Philosoph*innen in der Tierethik
Es gibt kaum einen Bereich des menschlichen Lebens, der ohne die Nutzung von Tieren auskommt. Tiere sind Grundlage von Nahrungsmitteln, Familienmitglieder und Gefährten, Rohstofflieferanten (z. B. Wolle, Seide, Leder), Probanden zur Verträglichkeitsprüfung von Inhaltsstoffen (Medizin), Schauobjekte zu Vergnügungszwecken (z. B. Zoos, Shows, Filme) und Einkommensquellen (Landwirtschaft, Tierzucht). Der Tatsache, dass Tiere das menschliche Leben auf vielfältige Weise bereichern, steht aber die Frage gegenüber, ob wir auch alles mit ihnen tun dürfen. Die Tierethik ist eine akademische Disziplin, die sich dieser gesellschaftlich hochrelevanten Frage annimmt und dabei zwei Aufgaben hat: Zum einen beschreibt und reflektiert sie, was Menschen mit Tieren tun (deskriptiv). Zum anderen begründet sie, was Menschen mit Tieren tun sollen (normativ). In dieser Hinsicht lautet die zentrale Frage der Tierethik: „Was dürfen wir mit Tieren tun und was nicht?“ Philosophische Tierethiker*innen begründen ihre Antworten auf diese Frage mit Argumenten, die auf ethischen Theorien aufbauen und nicht auf der Vermittlung bloßer Meinungen beruhen.

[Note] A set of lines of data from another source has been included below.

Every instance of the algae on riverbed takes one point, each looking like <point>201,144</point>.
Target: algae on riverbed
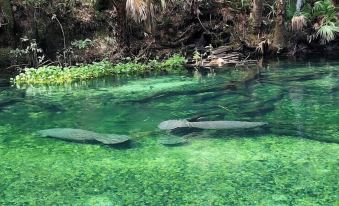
<point>274,167</point>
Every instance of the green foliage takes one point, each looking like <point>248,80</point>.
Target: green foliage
<point>34,3</point>
<point>59,75</point>
<point>29,51</point>
<point>82,44</point>
<point>327,32</point>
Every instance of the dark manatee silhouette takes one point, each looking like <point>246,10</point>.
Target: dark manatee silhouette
<point>175,125</point>
<point>80,135</point>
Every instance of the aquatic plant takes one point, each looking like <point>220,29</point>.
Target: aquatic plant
<point>60,75</point>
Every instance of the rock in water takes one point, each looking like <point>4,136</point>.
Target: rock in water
<point>80,135</point>
<point>173,124</point>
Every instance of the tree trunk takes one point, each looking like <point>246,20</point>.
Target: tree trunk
<point>280,30</point>
<point>298,6</point>
<point>257,15</point>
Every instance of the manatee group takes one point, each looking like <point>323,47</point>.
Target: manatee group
<point>80,135</point>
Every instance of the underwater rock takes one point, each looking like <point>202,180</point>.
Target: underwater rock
<point>173,124</point>
<point>79,135</point>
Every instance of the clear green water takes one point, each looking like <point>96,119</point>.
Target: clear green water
<point>293,162</point>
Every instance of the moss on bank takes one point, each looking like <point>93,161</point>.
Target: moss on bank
<point>60,75</point>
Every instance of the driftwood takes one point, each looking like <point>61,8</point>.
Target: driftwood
<point>224,56</point>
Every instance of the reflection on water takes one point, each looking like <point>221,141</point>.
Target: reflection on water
<point>292,162</point>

Die Arbeit von Tierethiker*innen soll an einem Beispiel aus der Nutztierhaltung veranschaulicht werden. In der Schweinezucht ist es üblich, Muttersauen in einem Kastenstand unterzubringen, solange sie ihren Nachwuchs säugen. Das Haltungssystem ist so gestaltet, dass die Sau nur einen geringen Bewegungsspielraum hat. Sie kann nur einen kleinen Schritt in alle Richtungen machen und kann sich nicht umdrehen. Die Sau leidet unter der Einschränkung ihrer Bewegungsfreiheit und wird so am Ausleben natürlicher Verhaltensweisen gehindert. Durch die Fixierung der Mutter soll verhindert werden, dass sie ihre Ferkel erdrückt (und damit tötet), wenn sie sich auf den Boden legt. Denn der Tod jedes Ferkels bedeutet einen ökonomischen Verlust für den*die Landwirt*in. Im Kastenstand können die Ferkel ungehindert Milch trinken und leichter entkommen, wenn sich die Mutter hinlegt. Trotzdem kann auch der Kastenstand Erdrückverluste nicht gänzlich unterbinden. An den*die Tierethiker*in ergeht daher folgende Frage: Dürfen wir Muttersauen im Kastenstand halten, um das Leben ihrer Ferkel zu schützen und / oder den ökonomischen Gewinn der Landwirt*in zu sichern?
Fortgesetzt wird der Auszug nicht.